时间:2017-12-16 20:59:55

参考:

  1. 部分匹配

环境:

  • 系统版本:Win10 64位
  • Elasticsearch版本:6.0.0

部分匹配#

  • 前缀匹配
  • 实时搜索,根据输入信息实时搜索
  • 长组合词

构造数据#

  1. 指定字段数据类型以及分析器

    PUT /my_index/
    {
    "settings": {
        "number_of_shards": 1,  
        "analysis": {
                "filter": {
                    "autocomplete_filter": {
                        "type":     "edge_ngram",
                        "min_gram": 1,
                        "max_gram": 20
                   }
                 },
                "analyzer": {
                    "autocomplete": {
                        "type":      "custom",
                        "tokenizer": "standard",
                        "filter": [
                            "lowercase",
                            "autocomplete_filter" 
                        ]
                    }
                }
            }
        },
        "mappings": {
            "address": {
                "properties": {
                    "postcode": {
                        "type":  "keyword"
                    },
                    "name": {
                        "type":     "text",
                        "analyzer": "autocomplete"
                    }
                }
            }
        }
    }
    

    注:autocomplete 分析器会把单词按如下形式分割 quick 会分解成 q qu qui quic quick

  2. 插入数据

    POST /my_index/address/_bulk
    { "index": { "_id": 1 }}
    { "postcode": "W1V 3DG","title": "Sue ate the alligator", "name": "Brown foxes"}
    { "index": { "_id": 2 }}
    { "postcode": "W2F 8HW" ,"title": "The alligator ate Sue", "name":"Kobe Briant"  }
    { "index": { "_id": 3 }}
    { "postcode": "WC1N 1LZ","title" : "Sue never goes anywhere without her alligator skin purse", "name": "Yellow furballs"}
    { "index": { "_id": 3 }}
    { "postcode": "SW5 0BE","title":"The alligator eat Sue", "name":"Sun Feilong" }
    
    1
    数据含义:这些数据是美国邮编,以 `W1V 3DG` 为例:
    

    W1V: 这是邮编的外部,它定义了邮件的区域和行政区:

    W 代表区域( 1 或 2 个字母)
    1V 代表行政区( 1 或 2 个数字,可能跟着一个字符)

    3DG: 内部定义了街道或建筑:

    3 代表街区区块( 1 个数字)
    DG 代表单元( 2 个字母)

查询示例#

  1. 前缀查询 prefix。 根据前缀进行匹配。

    GET /my_index/address/_search
    {
        "query": {
            "prefix": {
                "postcode": "W"
            }
        }
    }
    
  2. 模糊查询 wildcard。下面查询匹配以W开头,后面一个任意字符,后面是F,再后面是任意个任意字符后面跟着 HW 的数据。

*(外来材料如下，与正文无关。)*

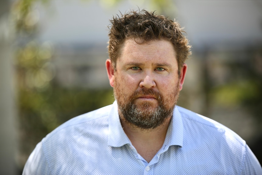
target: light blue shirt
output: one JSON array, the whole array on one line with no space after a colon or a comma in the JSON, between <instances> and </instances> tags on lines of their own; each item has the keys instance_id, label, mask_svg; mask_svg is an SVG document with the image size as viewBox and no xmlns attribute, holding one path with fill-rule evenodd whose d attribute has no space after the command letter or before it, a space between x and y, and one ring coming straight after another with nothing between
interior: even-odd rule
<instances>
[{"instance_id":1,"label":"light blue shirt","mask_svg":"<svg viewBox=\"0 0 262 175\"><path fill-rule=\"evenodd\" d=\"M148 163L124 132L115 101L48 135L23 174L261 175L262 169L235 133L178 106L162 148Z\"/></svg>"}]
</instances>

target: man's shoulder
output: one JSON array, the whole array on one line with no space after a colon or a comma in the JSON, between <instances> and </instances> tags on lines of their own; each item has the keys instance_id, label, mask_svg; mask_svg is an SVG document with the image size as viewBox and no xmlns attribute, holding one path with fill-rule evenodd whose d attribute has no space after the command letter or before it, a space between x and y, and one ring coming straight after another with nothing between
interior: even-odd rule
<instances>
[{"instance_id":1,"label":"man's shoulder","mask_svg":"<svg viewBox=\"0 0 262 175\"><path fill-rule=\"evenodd\" d=\"M95 128L101 129L107 128L108 118L112 105L105 106L72 118L48 134L43 139L42 142L46 142L47 140L64 135L70 136L82 134L84 133L88 133L90 131L93 131Z\"/></svg>"},{"instance_id":2,"label":"man's shoulder","mask_svg":"<svg viewBox=\"0 0 262 175\"><path fill-rule=\"evenodd\" d=\"M210 118L194 112L189 110L178 106L183 122L189 129L193 128L204 133L209 134L214 138L230 140L235 143L245 146L246 142L238 134L223 124ZM186 127L186 128L187 127Z\"/></svg>"}]
</instances>

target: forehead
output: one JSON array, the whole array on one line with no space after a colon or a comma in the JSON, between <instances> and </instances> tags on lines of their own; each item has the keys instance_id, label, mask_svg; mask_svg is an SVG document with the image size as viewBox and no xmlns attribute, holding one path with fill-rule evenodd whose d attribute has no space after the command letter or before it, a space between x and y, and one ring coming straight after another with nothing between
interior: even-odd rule
<instances>
[{"instance_id":1,"label":"forehead","mask_svg":"<svg viewBox=\"0 0 262 175\"><path fill-rule=\"evenodd\" d=\"M139 44L133 38L126 39L117 62L147 61L177 64L175 51L172 43L164 40L156 40Z\"/></svg>"}]
</instances>

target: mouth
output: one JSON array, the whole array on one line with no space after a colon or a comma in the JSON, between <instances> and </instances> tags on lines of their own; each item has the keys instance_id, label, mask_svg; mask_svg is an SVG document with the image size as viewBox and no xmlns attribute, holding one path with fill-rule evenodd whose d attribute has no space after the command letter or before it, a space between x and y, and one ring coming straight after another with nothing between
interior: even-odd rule
<instances>
[{"instance_id":1,"label":"mouth","mask_svg":"<svg viewBox=\"0 0 262 175\"><path fill-rule=\"evenodd\" d=\"M143 95L140 96L137 98L138 99L143 100L156 100L156 98L153 96L151 95Z\"/></svg>"}]
</instances>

    GET /my_index/address/_search
    {
        "query": {
            "wildcard": {
                "postcode": "W?F*HW" 
            }
        }
    }
    
  3. 正则查询 regexp。下面查询匹配以W开头,后面跟一个数字,后面至少有一个任意字符的数据, W1 不会匹配。

    GET /my_index/address/_search
    {
        "query": {
            "regexp": {
                "postcode": "W[0-9].+" 
            }
        }
    }
    
  4. 短语前缀匹配 match_phrase_prefix。 下面查询会匹配 title 包含 the alligator at* 的内容。

    GET /my_index/address/_search
    {
      "query": {
        "match_phrase_prefix": {
          "title": "The alligator at"
        }
      }
    }
    
  5. 短语前缀匹配 match_phrase_prefix 指定 slop,。只有最后一个词才能当前缀使用。

    GET /my_index/address/_search
    {
      "query": {
        "match_phrase_prefix": {
          "title": {
            "query": "The alligator at",
            "slop" :10
          }
        }
      }
    }
    

    查询结果:

    "hits": [
      {
        "_index": "my_index",
        "_type": "address",
        "_id": "2",
        "_score": 0.8630463,
        "_source": {
          "postcode": "W2F 8HW",
          "title": "The alligator ate Sue"
        }
      },
      {
        "_index": "my_index",
        "_type": "address",
        "_id": "1",
        "_score": 0.3273624,
        "_source": {
          "postcode": "W1V 3DG",
          "title": "Sue ate the alligator"
        }
      }
    ]
    
  6. 短语前缀匹配 match_phrase_prefix 指定 slop,同时限制前缀查询查询数据量。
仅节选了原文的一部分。